What Happens to a Star's Core When It Becomes a White Dwarf or Neutron Star

When a star with a mass in the range of 3.4 Solar masses and up collapses, its fate can vary significantly depending on its mass. For massive stars, the result is a black hole, while less massive stars may end their lives as either white dwarfs or neutron stars. This article explores the transformation of a star's core into these stellar remnants, providing insights into their formation and characteristics.

The Fate of Massive Stars

When a star with a mass greater than 3.4 Solar masses collapses, it undergoes a catastrophic event known as a supernova.
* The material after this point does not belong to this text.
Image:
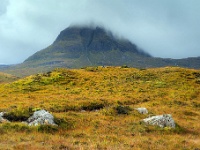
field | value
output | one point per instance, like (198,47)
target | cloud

This collapse results in a black hole. Unlike lower mass stars, which can transform into white dwarfs or neutron stars, black holes do not revert to more ordinary stellar states.

The Evolution of Less Massive Stars

In contrast to massive stars, less massive stars, such as our Sun, will end their lives as white dwarfs. This transformation begins with the star evolving through a red giant phase, during which the core compresses, and the outer layers expand and are eventually ejected. The core remains as a white dwarf, which is the collapsed remnant of the star.

Formation of Neutron Stars

Larger stars, which are more massive than the Sun, can transform into neutron stars. This process involves the core collapsing under gravity, causing the outer layers to be ejected in a massive explosion known as a supernova. In a neutron star, the core is made up almost entirely of neutrons, which are the byproduct of proton-electron mergers. Neutron stars are incredibly dense, with masses comparable to that of a typical star but occupying a much smaller volume.

Understanding the Star's Core

The core of a star is the fundamental component that determines its fate. In the case of a white dwarf, the core remains relatively unchanged until the outer layers are ejected. The core is the remnant of the star after the red giant phase, once the fusion reactions cease and gravity overcomes the nuclear forces.

For a neutron star, the process is more extreme. As the outer layers are blown away in a supernova, the core is compressed to an incredible density. The neutrons in the core are produced by the merging of protons and electrons, resulting in an extremely dense, compact body.

Collapsing to a Neutron Star or White Dwarf

When a star collapses to form a white dwarf, the core essentially becomes the white dwarf itself. The star's outer layers are gradually stripped away, leaving the core as a white dwarf. This process can take billions of years, as the star slowly sheds its mass and exposes its core.

Neutron stars, on the other hand, are formed in much more rapid and catastrophic events. When a giant star collapses under the immense gravity, the core undergoes a violent collapse, ejecting the outer layers in a supernova. The remaining core, now a neutron star, is a highly dense remnant of the original star, with a diameter roughly 69,000 times smaller than the Sun's diameter and a mass equivalent to 1.5 Solar masses.

Conclusion

The transformation of a star's core into a white dwarf or neutron star is a fascinating process. While white dwarfs represent a gradual and long-term transformation, neutron stars result from more dramatic and immediate events. Understanding these stellar remnants provides insight into the lifecycle of stars and the physical processes that govern their behavior.